Cycling and aquatic exercises are appropriate aerobic activities for most people with knee OA, and, most importantly, they can help you optimize your weight and thus reduce knee strain. Conversely, sports like running, basketball, and singles tennis can tax an arthritic knee and might be avoided.
Strength training to target the quadriceps, hamstrings and gluteal muscles that support the knee also is vital for people with knee. However, he recommends exercises such as leg squats and lunges (see chart) rather than leg raises (done on an exercise machine), which can place undue stress on the knee. The stronger your muscles that support and protect your knees are, the less pain you’ll have.
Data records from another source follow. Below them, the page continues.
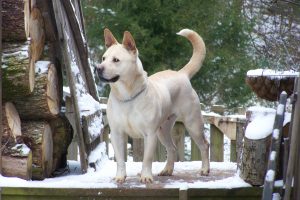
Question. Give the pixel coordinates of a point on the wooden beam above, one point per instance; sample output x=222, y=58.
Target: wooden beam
x=275, y=148
x=71, y=59
x=76, y=24
x=0, y=88
x=293, y=146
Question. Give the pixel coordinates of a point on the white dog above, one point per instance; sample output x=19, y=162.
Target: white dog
x=148, y=107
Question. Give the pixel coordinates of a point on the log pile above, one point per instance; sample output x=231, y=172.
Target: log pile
x=35, y=137
x=268, y=84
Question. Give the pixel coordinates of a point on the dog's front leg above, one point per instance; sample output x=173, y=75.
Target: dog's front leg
x=150, y=141
x=118, y=142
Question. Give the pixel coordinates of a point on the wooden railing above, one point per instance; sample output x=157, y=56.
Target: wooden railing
x=231, y=126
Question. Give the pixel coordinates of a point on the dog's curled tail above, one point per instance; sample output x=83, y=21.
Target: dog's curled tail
x=199, y=51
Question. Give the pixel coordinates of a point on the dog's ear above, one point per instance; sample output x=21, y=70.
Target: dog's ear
x=128, y=42
x=109, y=38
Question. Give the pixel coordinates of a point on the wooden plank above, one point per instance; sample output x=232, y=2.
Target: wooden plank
x=216, y=144
x=76, y=24
x=70, y=55
x=247, y=193
x=233, y=151
x=293, y=146
x=46, y=9
x=1, y=90
x=275, y=148
x=85, y=194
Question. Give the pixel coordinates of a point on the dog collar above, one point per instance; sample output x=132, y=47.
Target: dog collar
x=136, y=95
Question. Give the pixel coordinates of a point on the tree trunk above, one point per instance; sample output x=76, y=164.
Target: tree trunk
x=15, y=15
x=44, y=101
x=17, y=72
x=255, y=160
x=38, y=136
x=17, y=162
x=11, y=124
x=62, y=137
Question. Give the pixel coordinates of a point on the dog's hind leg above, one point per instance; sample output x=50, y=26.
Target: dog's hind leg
x=193, y=122
x=118, y=142
x=164, y=135
x=150, y=141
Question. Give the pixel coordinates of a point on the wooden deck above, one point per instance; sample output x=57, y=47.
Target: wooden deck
x=130, y=193
x=166, y=188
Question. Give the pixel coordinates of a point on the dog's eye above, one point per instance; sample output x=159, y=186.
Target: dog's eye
x=116, y=60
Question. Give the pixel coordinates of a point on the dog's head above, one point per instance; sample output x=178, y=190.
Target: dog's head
x=119, y=59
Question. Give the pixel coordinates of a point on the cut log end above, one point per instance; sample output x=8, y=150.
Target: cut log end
x=17, y=162
x=38, y=136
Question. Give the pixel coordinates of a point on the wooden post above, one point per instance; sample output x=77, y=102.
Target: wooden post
x=239, y=140
x=217, y=138
x=216, y=144
x=233, y=151
x=294, y=153
x=0, y=89
x=275, y=148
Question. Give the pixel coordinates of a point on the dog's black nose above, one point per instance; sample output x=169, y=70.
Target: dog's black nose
x=99, y=70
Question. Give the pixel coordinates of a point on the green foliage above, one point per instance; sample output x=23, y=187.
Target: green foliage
x=154, y=23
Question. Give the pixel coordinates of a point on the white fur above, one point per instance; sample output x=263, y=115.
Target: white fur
x=148, y=107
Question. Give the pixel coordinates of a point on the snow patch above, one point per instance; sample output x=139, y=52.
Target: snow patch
x=272, y=73
x=41, y=67
x=270, y=175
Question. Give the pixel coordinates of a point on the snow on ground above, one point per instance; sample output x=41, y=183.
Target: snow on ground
x=103, y=177
x=272, y=73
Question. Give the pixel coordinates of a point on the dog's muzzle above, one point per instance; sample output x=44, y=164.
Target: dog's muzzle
x=99, y=69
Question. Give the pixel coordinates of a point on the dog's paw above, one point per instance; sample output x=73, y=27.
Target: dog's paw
x=120, y=179
x=146, y=179
x=204, y=172
x=166, y=172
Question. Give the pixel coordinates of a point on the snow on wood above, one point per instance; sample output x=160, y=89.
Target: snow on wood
x=98, y=154
x=42, y=66
x=273, y=155
x=270, y=175
x=272, y=73
x=103, y=176
x=262, y=121
x=275, y=134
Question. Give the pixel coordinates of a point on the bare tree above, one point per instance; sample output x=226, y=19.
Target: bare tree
x=276, y=32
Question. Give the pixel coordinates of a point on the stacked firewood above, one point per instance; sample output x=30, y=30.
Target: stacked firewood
x=35, y=136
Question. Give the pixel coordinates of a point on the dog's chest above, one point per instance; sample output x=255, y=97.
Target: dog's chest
x=129, y=120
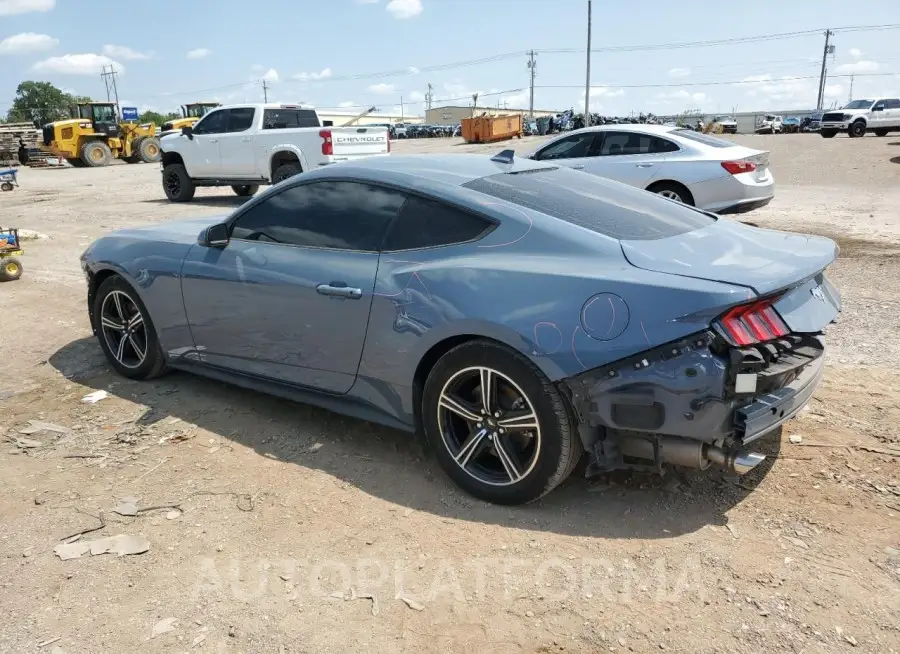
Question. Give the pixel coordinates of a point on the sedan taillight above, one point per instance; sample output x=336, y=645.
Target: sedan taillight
x=738, y=167
x=756, y=322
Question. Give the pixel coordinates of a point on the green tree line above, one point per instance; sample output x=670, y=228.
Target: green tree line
x=43, y=103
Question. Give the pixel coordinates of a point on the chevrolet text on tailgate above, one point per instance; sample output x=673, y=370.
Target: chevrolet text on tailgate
x=247, y=145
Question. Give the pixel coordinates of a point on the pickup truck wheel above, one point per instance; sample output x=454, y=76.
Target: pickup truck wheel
x=245, y=190
x=286, y=170
x=149, y=149
x=96, y=154
x=177, y=184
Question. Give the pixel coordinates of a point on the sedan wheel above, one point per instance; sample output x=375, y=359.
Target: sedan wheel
x=497, y=426
x=125, y=331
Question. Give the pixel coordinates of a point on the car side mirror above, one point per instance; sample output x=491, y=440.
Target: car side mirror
x=214, y=236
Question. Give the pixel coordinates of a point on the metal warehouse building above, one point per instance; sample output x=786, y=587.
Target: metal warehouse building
x=452, y=115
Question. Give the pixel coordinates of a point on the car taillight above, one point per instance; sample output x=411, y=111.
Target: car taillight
x=327, y=145
x=738, y=167
x=753, y=323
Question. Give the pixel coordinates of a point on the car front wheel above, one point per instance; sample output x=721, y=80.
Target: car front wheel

Similarly, exercises that work on your balance and proprioception (the sense of knowing from moment to moment where your joints are) can help your arthritic knees. Simply stand on one leg for 30 seconds, holding on to a countertop or sink if necessary, and then switch legs. “
HOW TO STRENGTHEN YOUR ARTHRITIC KNEES
To strengthen the muscles supporting your knee, closed kinetic chain exercises, such as leg squats and lunges, which are friendlier to arthritic knees are recommended. Ask your doctor or exercise professional if these exercises are appropriate for you. Try to do 12 to 15 repetitions (or as many as you can) on at least two or three days a week.
With your body straight, and your shoulders even with your hips, step forward with one leg and lower your hips until both of your knees are bent at about a 90-degree angle, with your rear knee parallel to the ground. If you can’t bend to a 90-degree angle, go as low as you can. (Also, to ease the impact on your knee, you can do this exercise by stepping backward instead of forward.) Engage your abdominal muscles, and keep your chin parallel to the ground and the knee of your front leg aligned with your ankle, not extended over your toes. The heel of your rear leg should be lifted off the floor, and your back should remain in a neutral position, not hunched over or arched. Hold for a second or two, and then return to the starting position and repeat with your other leg.
Stand with your toes pointing straight ahead and your feet spread a little more than shoulder-width apart. Slowly lower yourself while bending your hips, knees and ankles until you reach a 90-degree angle. If you can’t bend that far, just go as low as you can. Use your arms to help steady yourself. Keep your back in a neutral position (not hunched over or arched), your chest lifted, your buttocks above knee level, and your knees pointing straight ahead and not extending beyond your toes. Return to the starting position.